Chuu CP, Kokontis JM, Hiipakka RA, et al. Androgens as therapy for androgen receptor-positive castration-resistant prostate cancer. J Biomed Sci 2011;18:63. http://www.jbiomedsci.com/content/18/1/63

Prostate cancer is the most frequently diagnosed non-cutaneous tumor of men in Western countries. While surgery is often successful for organ-confined prostate cancer, androgen ablation therapy is the primary treatment for metastatic prostate cancer. However, this therapy is associated with several undesired side-effects, including increased risk of cardiovascular diseases. Shortening the period of androgen ablation therapy may benefit prostate cancer patients. Intermittent Androgen Deprivation therapy improves quality of life, reduces toxicity and medical costs, and delays disease progression in some patients.

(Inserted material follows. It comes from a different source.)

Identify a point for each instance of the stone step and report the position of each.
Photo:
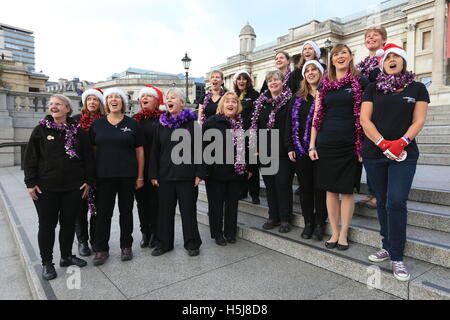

Cell culture and xenograft studies using androgen receptor (AR)-positive castration-resistant human prostate cancers cells (LNCaP, ARCaP, and PC-3 cells over-expressing AR) suggest that androgens may suppress the growth of AR-rich prostate cancer cells. Androgens cause growth inhibition and G1 cell cycle arrest in these cells by regulating c-Myc, Skp2, and p27Kip via AR. Higher dosages of testosterone cause greater growth inhibition of relapsed tumors. Manipulating androgen/AR signaling may therefore be a potential therapy for AR-positive advanced prostate cancer.